The recent nation-state law—which, as a basic law, has constitutional status—enshrines Jewish supremacy as the legal foundation of the state at the expense of Israel’s Palestinian citizens, as part the Zionist state’s determination to build an ethno-centrist society by means of apartheid-style oppression of the Palestinian people.
Netanyahu’s Minister of Justice Ayelet Shaked of the fascistic HaBayit HaYehudi (The Jewish Home) has made it her stated aim to limit the power of Israel’s judiciary, while strengthening the influence of both the executive and the Knesset (parliament) over the courts.

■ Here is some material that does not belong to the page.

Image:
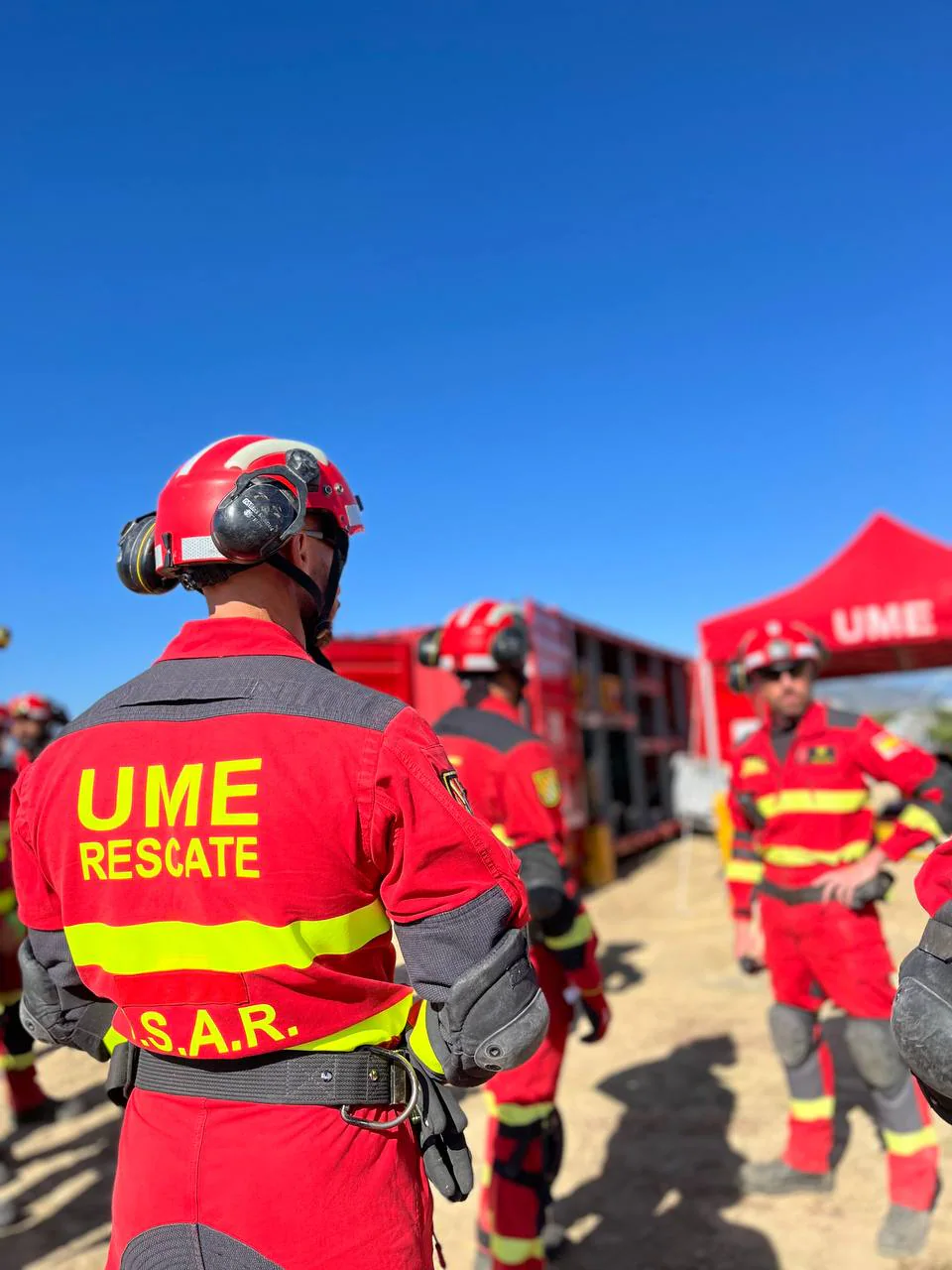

Naftali Bennett, leader of Jewish Home and a key rival of Netanyahu, wants to free the IDF of all legal constraints, declaring that the IDF soldiers fear legal action more than Hamas, and that they cannot properly defend its citizens when their hands are tied by “legalized” thinking.
Netanyahu has forged alliances with far-right, authoritarian parties and their leaders in Europe, including Prime Minister Viktor Orbán of Hungary, forgiven Poland’s government for the repudiation of Poland’s role in the extermination of European Jews in the Nazi concentration camps and welcomed Italy’s Interior Minister and Lega leader Matteo Salvini, who openly admires fascist leader Benito Mussolini, as well as President Rodrigo Duterte of the Philippines. It is no accident that every one of them has scant regard for democratic norms and freedom of the judiciary.
Anti-democratic measures in support of Israel’s financial and corporate elites and their political representatives are on the agenda today precisely because the country is wracked by social tensions. It has the highest poverty rate of any of the so-called developed countries and the most extreme social inequality, with the exception of the United States, leading to mounting working class protests and strikes, including a recent nationwide walkout by social workers over poor pay and deteriorating working conditions.
Last week, as reports emerged of rising prices for basic commodities such as water, electricity and food that have followed hard on the heels of price hikes in gas and cellphone charges, insurance and property tax, hundreds of Israelis took to the streets of Tel Aviv, Israel’s largest city and commercial capital, for the second Saturday in a row, alongside similar demonstrations over the weekend in several countries in the Middle East and North Africa, including Tunisia and Jordan.
Wearing “yellow vests,” they were protesting the price hikes, setting the stage for a three-month campaign amid rising class struggles.